Qu’allez-vous faire de votre été ?

Là, je pars sur un autre tournage, «Novembre», un film de Cédric Jimenez, celui de «La French», sur les attentats de 2015 à Paris et la traque des terrristes.

Qu’y a-t-il de neuf avec le regard qu’apporte Nicolas Bedos?

Formellement, Nicolas a apporté plus de mouvement, normal, on est dans les ­années 1980. Il apporte pas mal de nouveautés dans le cadrage, les décors, la ­narration. C’est le changement dans la continuité. Le hic, c’est que c’est devenu culte et chacun fantasme la suite comme il aimerait la voir.

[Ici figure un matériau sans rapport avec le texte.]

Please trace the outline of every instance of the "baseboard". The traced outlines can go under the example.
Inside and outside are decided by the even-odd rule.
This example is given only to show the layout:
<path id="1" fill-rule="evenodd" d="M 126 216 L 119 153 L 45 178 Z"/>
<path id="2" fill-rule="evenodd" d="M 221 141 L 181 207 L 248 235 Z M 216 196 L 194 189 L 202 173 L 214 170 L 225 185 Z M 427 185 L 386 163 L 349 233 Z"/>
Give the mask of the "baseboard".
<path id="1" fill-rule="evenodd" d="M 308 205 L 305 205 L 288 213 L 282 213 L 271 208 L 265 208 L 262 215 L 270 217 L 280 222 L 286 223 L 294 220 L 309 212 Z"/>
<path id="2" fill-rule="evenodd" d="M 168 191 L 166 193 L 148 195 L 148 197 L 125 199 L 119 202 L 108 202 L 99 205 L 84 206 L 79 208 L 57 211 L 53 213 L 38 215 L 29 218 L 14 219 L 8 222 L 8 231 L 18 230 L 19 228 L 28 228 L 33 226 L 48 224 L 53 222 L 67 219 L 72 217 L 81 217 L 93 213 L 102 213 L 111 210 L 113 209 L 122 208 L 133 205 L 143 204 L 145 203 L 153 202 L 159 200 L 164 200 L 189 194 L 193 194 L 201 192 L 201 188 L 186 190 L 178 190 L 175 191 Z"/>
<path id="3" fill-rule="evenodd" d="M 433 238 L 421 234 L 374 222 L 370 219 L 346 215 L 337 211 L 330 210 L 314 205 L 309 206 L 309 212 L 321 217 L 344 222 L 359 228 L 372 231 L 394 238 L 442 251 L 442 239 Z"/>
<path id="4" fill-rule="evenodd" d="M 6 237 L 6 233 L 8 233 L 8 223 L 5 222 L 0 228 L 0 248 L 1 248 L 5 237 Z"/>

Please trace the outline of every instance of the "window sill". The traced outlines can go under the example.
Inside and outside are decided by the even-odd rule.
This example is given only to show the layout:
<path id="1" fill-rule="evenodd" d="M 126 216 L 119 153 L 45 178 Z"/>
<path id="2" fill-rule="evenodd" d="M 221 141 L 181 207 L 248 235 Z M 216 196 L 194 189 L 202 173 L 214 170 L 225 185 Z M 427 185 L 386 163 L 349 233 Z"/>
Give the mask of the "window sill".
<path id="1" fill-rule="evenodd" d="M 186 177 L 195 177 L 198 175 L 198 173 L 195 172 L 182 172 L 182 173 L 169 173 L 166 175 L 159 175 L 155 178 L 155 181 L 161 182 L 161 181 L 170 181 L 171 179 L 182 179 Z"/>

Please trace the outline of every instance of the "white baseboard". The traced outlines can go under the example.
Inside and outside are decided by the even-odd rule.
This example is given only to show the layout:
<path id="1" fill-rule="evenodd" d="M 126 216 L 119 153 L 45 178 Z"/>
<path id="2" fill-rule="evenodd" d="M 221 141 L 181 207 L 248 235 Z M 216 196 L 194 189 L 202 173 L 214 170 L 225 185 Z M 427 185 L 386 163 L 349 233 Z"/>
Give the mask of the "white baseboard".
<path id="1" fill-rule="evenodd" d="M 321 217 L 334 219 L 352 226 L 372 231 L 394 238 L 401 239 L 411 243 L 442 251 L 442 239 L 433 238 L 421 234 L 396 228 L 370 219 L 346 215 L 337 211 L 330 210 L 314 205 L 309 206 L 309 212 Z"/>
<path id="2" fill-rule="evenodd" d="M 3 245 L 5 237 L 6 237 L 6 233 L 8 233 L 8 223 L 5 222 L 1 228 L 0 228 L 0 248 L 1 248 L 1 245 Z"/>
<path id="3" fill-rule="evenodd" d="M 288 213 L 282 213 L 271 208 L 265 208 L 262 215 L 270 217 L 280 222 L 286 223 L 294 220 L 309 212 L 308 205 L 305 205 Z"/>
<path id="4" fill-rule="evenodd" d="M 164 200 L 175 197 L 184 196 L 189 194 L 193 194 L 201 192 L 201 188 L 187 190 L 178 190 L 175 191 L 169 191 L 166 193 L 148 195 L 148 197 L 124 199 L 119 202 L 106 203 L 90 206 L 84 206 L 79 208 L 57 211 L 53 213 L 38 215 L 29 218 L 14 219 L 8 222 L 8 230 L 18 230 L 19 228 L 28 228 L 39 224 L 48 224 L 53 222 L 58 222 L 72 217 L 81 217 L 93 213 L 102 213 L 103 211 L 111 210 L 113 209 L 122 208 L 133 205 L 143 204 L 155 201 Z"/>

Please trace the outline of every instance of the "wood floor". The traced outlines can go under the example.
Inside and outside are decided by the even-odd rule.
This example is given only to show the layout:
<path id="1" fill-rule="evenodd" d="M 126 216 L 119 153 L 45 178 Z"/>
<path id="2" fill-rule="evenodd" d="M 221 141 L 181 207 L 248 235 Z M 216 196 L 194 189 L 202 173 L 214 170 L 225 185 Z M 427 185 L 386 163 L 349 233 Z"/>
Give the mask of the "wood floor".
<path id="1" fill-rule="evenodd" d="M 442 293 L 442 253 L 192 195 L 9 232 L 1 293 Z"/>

Historiquement, le personnage d’OSS 117 est même antérieur au James Bond de Fleming. Les romans de gare écrits dès les années 1940 et 1950 par Jean Bruce ont été adaptés plusieurs fois au premier degré, avant que Jean-François Halin s’amuse à les détourner. A faire ce petit pas de côté pour montrer le mâle dominant, raciste, macho, années 1950, sous ses côtés ridicules.

Un décor dans lequel vous vous replongez avec le même bonheur?

Oui, c’est un peu ma petite boutique. On retrouve toute l’équipe, on se ­remet dans la photo avec ­plaisir. C’est comme regarder con­fortablement un vieux film qui nous rappelle notre enfance, des choses agréables. C’est un peu notre mythologie dans laquelle on s’épanouit.

En buvant une Suze?

Ah non, contrairement à Hubert, je n’aime pas la Suze.